A key principle of Scrum is its recognition that during a project the customers can change their minds about what they want and need (often called requirements churn), and that unpredicted challenges cannot be easily addressed in a traditional predictive or planned manner. As such, Scrum adopts an empirical approach—accepting that the problem cannot be fully understood or defined, focusing instead on maximizing the team's ability to deliver quickly and respond to emerging requirements.Scrum Master
Scrum is facilitated by a Scrum Master, who is accountable for removing impediments to the ability of the team to deliver the product goals and deliverables. The Scrum Master is not a traditional team lead or project manager, but acts as a buffer between the team and any distracting influences. The Scrum Master ensures that the Scrum process is used as intended. The Scrum Master is the enforcer of the rules of Scrum, often chairs key meetings, and challenges the team to improve. The role has also been referred to as a servant-leader to reinforce these dual perspectives.

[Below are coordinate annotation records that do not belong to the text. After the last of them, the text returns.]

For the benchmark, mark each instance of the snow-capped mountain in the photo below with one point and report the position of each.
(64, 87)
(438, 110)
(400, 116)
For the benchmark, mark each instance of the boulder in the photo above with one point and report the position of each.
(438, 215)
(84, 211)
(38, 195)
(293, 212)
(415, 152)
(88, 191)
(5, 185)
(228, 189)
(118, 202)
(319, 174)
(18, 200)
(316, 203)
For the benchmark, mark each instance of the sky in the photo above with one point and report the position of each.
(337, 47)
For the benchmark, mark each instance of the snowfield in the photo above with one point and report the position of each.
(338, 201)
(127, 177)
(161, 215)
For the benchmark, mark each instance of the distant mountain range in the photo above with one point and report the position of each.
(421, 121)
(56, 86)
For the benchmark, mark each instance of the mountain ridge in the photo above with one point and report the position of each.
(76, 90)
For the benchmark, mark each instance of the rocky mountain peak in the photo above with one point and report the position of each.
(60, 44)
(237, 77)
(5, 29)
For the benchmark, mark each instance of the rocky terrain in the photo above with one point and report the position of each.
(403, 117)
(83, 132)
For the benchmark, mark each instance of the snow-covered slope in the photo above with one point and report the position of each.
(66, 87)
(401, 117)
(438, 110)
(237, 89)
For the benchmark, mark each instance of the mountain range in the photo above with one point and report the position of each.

The Scrum Master differs from a project manager in that the latter may have people management responsibilities unrelated to the role of Scrum Master. The Scrum Master role excludes any such additional people responsibilities. In fact, there is no role of project manager in Scrum at all, because none is needed. The traditional responsibilities of a project manager have been divided up and reassigned among the three Scrum roles, and mostly to the Development Team and the Product Owner, rather than to the Scrum Master. Practicing Scrum with the addition of a project manager indicates a fundamental misunderstanding of Scrum, and typically results in conflicting responsibilities, unclear authority, and sub-optimal results.